I mean, maybe a gal is just viewing her reflection at the wrong angle. I would term that “weight rearrangement.” Reflections should only be viewed in a small, chest-high mirror until the crisis has passed.

Or maybe her husband is viewing his wife from a different angle than he does other women, which could be termed “boredom,” “lack of self-esteem,” or “lack of self-control.”

Perhaps a person is so tired of the routine that a deviation or transplant is vital. We simply can’t do the same thing continuously without losing precision and verve, even when we walk a diverse path. Viewing life from a fresh perspective can give us vibrancy and invigoration.

Therefore, I think another term for this midlife crisis concept is “evolution.”

Think of how many times you’ve evolved since high school or college. Many of us don’t even work in our degree field. In college I majored in journalism. My emphasis was on advertising and broadcast, so I was the promotion director at the college radio station and appeared on TV as both an environment reporter and anchor.

After graduation, I sold time—radio time, that is. Plus I was on the air from 10 a.m. till 2 p.m. weekdays. But when an offer to earn almost double came along less than three years later, I jumped into the finance business and soon after ran a leasing company.

I can think of one position that pulled all my skills and talents together, except for singing, and that was as the international marketing communications manager for a high-tech company. I loved it, and they used me well, though I was only allowed to sing in the bathroom.
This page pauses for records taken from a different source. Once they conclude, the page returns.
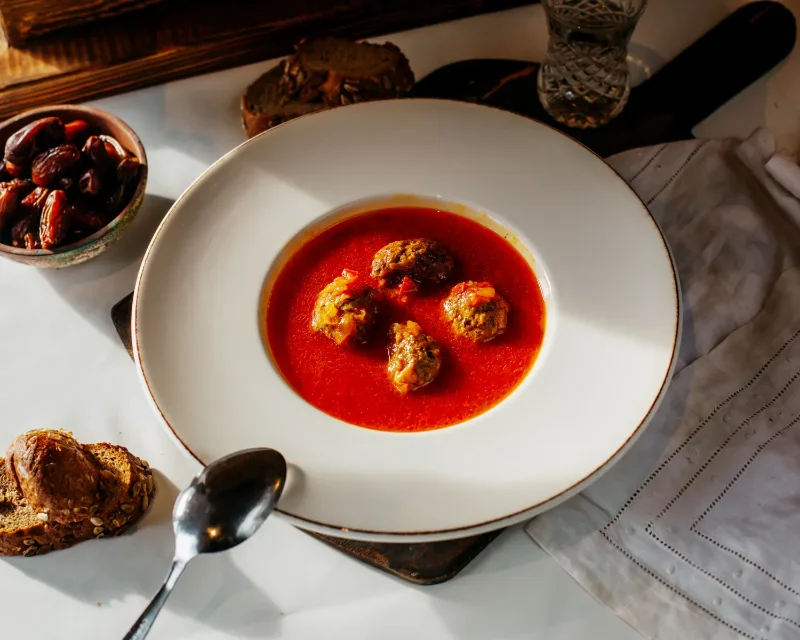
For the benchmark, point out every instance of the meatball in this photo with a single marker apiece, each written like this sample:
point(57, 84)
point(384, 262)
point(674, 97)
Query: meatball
point(414, 357)
point(420, 259)
point(345, 309)
point(476, 311)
But less than a decade later, I decided to contract with my employer and work from home to more actively parent my little girl. And here I am 13 years later with my savings gone, evolving away and weighing my abilities to see what tips my scale.
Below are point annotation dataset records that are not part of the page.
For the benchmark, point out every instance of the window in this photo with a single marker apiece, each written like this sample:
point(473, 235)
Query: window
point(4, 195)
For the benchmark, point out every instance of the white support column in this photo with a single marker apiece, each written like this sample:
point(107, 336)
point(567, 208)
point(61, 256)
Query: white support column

Maybe you’re asking the same question: Of all the things I do well, what am I passionate about and do better than anyone else?

I believe my forte is editing, and writing, of course. [Purists out there will call me on my use of forte, I’m sure.] Therefore, I am hanging out my marquee to be your writer and editor.

Maybe you don’t need an editor. Here’s a test. See if you can find 25 errors in the following passage.

His sage advise after 30 years experience was:
(1) Read non-fiction books.
2) Don’t be lead astray by good looking women.
3) Be aware of ideas that are half-baked but others’ say are alright.
4) Don’t travel North West of Texas.
(5) When stopped by a Sheriff, know your hung if you don’t place you’re hands on the dash and act saint-like.
6. If you meet a skunk think twice before you yank it’s tail
(7) If you have a nearly-empty canteen be thankful for those drops already drunk.

With a wink of his eye and a tip of his hat, he said, “If I was you, I’d contact this Auntie girl.”

How did you do?

After I wrote that crazy passage, my daughter found one error that I hadn’t caught. Teenagers, they know everything. But evolution hasn’t caught her yet.

If you reach your audience with the written word, it matters to do it correctly, and your friends might not tell you something is wrong.